This invention relates to ultrasonic diagnostic imaging systems and, in particular, to ultrasonic diagnostic imaging systems for detecting low velocity flow rates.
Ultrasonic contrast agents enable clinicians to image and quantify structures and functions in the body which are not otherwise readily seen or measured. The ability of ultrasonic contrast agents to resonate nonlinearly when excited with ultrasound can produce a strong harmonic response, enabling clear segmentation of vessels infused with the contrast agent. A sharply defined image can be produced by disrupting the microbubbles of the contrast agent with high MI ultrasound as described in U.S. Pat. No. 5,456,257. The ability to follow the progress of a contrast agent as it infuses the blood vessels of tissue makes it possible to produce measures of myocardial perfusion using contrast, as described in U.S. patent 5,833,613.
Recent studies of lesions such as breast lesions have focused on the vasculature of the lesion. Early detection of breast lesions and definition of the lesion boundaries can often be ascertained by using ultrasound to look for characteristic vascular structures. In addition, changes in lesion growth and development such as those resulting from chemotherapy often manifest themselves at an early point in time by changes in the lesion vasculature. It is anticipated that these studies may be aided by the use of contrast agents. However, the vascular structures involved are tiny, micro-vascular structures with individual vessels conducting minute amounts of blood flow at very low rates of flow. It would be desirable to be able to use contrast enhanced ultrasound to detect the low rates of flow in such micro-vascular structures.

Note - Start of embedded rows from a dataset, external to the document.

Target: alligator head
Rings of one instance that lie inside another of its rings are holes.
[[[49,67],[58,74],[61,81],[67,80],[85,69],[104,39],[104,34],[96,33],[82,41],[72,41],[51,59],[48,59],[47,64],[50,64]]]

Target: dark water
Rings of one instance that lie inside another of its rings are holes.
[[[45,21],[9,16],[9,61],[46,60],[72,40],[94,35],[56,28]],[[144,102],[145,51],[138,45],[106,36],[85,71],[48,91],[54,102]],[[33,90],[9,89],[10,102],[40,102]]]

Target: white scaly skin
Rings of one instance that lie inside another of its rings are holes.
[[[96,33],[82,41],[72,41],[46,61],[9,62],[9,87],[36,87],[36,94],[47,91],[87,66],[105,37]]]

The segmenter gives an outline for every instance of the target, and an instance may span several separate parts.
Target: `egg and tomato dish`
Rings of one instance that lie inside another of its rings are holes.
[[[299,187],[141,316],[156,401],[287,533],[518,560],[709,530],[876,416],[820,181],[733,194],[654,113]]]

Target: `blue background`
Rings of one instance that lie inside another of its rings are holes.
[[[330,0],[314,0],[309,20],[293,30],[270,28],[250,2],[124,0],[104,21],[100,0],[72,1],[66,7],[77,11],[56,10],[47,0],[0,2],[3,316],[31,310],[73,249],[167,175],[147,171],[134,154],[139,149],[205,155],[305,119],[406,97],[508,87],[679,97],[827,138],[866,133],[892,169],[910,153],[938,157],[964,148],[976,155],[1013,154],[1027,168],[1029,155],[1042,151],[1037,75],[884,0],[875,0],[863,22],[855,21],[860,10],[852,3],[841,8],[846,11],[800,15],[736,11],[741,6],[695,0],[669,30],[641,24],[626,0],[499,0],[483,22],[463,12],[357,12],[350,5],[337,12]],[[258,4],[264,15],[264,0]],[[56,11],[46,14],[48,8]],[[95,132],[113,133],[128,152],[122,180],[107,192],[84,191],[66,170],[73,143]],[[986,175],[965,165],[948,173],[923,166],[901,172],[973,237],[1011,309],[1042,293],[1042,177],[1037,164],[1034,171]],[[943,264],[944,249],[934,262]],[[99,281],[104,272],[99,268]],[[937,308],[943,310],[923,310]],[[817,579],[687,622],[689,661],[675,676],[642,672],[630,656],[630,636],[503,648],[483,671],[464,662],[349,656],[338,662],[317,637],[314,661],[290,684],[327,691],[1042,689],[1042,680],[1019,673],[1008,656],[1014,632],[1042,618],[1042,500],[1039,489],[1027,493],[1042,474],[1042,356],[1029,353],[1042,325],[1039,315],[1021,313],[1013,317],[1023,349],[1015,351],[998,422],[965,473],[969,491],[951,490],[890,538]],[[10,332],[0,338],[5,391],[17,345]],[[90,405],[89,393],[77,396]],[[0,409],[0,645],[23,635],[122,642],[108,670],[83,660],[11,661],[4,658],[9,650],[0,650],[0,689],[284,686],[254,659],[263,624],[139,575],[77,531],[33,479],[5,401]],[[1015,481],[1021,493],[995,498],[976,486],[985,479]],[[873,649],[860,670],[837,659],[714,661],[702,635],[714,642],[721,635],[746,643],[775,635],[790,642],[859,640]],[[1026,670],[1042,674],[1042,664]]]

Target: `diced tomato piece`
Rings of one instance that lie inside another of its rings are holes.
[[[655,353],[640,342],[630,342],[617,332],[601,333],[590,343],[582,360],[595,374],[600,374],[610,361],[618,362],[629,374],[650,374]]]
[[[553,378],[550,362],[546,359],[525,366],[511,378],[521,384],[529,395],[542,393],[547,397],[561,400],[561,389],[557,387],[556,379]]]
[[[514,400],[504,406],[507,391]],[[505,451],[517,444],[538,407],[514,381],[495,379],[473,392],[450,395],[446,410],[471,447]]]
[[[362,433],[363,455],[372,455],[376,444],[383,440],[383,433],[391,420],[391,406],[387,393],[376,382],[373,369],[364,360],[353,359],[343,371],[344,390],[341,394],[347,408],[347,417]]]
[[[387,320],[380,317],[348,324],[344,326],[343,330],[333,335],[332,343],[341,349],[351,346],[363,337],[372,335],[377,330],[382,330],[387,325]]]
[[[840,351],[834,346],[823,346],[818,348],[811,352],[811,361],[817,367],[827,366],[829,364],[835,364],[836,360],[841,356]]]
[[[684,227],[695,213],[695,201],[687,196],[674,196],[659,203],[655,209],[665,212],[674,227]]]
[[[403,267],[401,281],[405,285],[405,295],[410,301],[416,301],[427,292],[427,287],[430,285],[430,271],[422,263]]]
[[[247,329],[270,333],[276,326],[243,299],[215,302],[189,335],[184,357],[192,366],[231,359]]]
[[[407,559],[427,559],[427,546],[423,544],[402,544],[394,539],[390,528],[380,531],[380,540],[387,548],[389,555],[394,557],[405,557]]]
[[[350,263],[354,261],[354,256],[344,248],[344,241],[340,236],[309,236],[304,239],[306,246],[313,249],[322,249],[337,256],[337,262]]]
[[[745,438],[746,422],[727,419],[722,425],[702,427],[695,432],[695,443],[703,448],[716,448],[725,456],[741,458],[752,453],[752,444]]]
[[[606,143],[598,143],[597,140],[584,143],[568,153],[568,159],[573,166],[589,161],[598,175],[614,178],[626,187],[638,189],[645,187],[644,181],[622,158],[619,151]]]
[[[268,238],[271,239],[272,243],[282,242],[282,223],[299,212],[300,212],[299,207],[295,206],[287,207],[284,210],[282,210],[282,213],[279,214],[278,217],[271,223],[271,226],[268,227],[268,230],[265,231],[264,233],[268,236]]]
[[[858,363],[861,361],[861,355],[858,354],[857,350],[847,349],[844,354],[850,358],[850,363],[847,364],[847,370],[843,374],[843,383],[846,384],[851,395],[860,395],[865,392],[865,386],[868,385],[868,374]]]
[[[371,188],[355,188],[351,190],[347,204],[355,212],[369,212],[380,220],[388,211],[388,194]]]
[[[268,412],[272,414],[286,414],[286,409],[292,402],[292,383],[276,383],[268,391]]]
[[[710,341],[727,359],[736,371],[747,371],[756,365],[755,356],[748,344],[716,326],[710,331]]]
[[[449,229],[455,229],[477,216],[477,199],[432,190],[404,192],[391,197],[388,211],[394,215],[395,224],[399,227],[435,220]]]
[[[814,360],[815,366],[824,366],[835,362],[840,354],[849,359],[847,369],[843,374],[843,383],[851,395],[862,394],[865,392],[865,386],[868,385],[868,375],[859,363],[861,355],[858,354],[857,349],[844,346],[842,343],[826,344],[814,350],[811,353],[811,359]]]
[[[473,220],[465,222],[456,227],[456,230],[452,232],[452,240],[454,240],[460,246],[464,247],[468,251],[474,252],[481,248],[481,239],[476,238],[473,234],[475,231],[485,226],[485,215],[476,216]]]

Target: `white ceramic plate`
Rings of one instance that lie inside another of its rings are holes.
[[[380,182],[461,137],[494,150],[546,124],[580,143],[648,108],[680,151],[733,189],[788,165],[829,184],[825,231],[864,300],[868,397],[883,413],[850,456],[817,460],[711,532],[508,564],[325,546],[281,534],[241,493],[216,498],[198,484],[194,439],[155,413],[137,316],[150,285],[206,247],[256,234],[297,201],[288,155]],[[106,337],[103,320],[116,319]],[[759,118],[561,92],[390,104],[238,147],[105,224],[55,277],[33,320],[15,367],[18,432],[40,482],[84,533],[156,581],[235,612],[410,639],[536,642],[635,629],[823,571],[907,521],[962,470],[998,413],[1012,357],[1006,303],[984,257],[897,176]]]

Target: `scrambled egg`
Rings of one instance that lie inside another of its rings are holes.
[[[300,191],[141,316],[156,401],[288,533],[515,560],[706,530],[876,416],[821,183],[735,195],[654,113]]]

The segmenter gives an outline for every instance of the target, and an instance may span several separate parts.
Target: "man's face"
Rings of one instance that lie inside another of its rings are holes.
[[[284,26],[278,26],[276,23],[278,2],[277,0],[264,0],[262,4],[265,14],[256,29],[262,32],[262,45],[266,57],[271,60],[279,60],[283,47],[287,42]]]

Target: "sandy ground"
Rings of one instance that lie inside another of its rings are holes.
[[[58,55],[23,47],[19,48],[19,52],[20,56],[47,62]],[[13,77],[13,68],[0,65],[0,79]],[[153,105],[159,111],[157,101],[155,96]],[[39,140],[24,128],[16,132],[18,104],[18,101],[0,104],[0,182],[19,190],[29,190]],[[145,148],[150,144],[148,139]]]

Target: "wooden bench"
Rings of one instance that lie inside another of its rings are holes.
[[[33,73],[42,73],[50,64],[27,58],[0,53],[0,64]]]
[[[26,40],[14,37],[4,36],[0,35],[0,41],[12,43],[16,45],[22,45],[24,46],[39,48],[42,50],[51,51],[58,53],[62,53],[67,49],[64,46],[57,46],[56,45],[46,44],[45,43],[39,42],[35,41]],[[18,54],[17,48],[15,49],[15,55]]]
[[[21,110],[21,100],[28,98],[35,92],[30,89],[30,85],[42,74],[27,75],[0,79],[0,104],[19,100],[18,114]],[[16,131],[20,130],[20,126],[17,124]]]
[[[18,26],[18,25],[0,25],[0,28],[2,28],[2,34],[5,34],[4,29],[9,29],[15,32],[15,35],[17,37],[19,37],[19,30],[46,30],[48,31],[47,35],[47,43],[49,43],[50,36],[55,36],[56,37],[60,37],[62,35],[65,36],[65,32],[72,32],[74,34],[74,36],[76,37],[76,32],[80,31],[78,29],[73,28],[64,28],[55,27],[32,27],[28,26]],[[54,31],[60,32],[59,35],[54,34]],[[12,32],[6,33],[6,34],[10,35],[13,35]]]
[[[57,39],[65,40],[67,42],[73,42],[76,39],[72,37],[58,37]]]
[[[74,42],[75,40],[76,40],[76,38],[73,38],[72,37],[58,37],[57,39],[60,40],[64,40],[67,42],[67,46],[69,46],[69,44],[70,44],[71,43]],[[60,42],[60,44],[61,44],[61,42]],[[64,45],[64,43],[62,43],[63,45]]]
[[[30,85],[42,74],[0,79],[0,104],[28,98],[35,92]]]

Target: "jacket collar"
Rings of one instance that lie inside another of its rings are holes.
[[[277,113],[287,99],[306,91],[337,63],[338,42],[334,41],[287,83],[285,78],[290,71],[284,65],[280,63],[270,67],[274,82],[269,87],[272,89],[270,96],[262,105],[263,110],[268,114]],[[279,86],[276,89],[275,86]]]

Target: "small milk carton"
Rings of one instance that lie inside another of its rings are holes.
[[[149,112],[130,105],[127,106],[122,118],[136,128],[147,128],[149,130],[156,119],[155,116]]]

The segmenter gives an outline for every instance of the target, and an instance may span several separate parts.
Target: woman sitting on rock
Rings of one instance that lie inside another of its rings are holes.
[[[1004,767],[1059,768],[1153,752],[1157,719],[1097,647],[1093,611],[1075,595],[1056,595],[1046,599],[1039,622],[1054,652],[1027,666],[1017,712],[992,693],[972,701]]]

In accordance with the principles of the present invention, ultrasound is used to image micro-vascular structures with the aid of a contrast agent. Slow flow rates are discerned by time interleaving fast time ensembles among different beam directions, with the response to each fast time ensemble used to detect the harmonic response by the pulse inversion technique. The aperiodic timing of an ensemble can be used to smooth undesired nulls in the Doppler spectrum.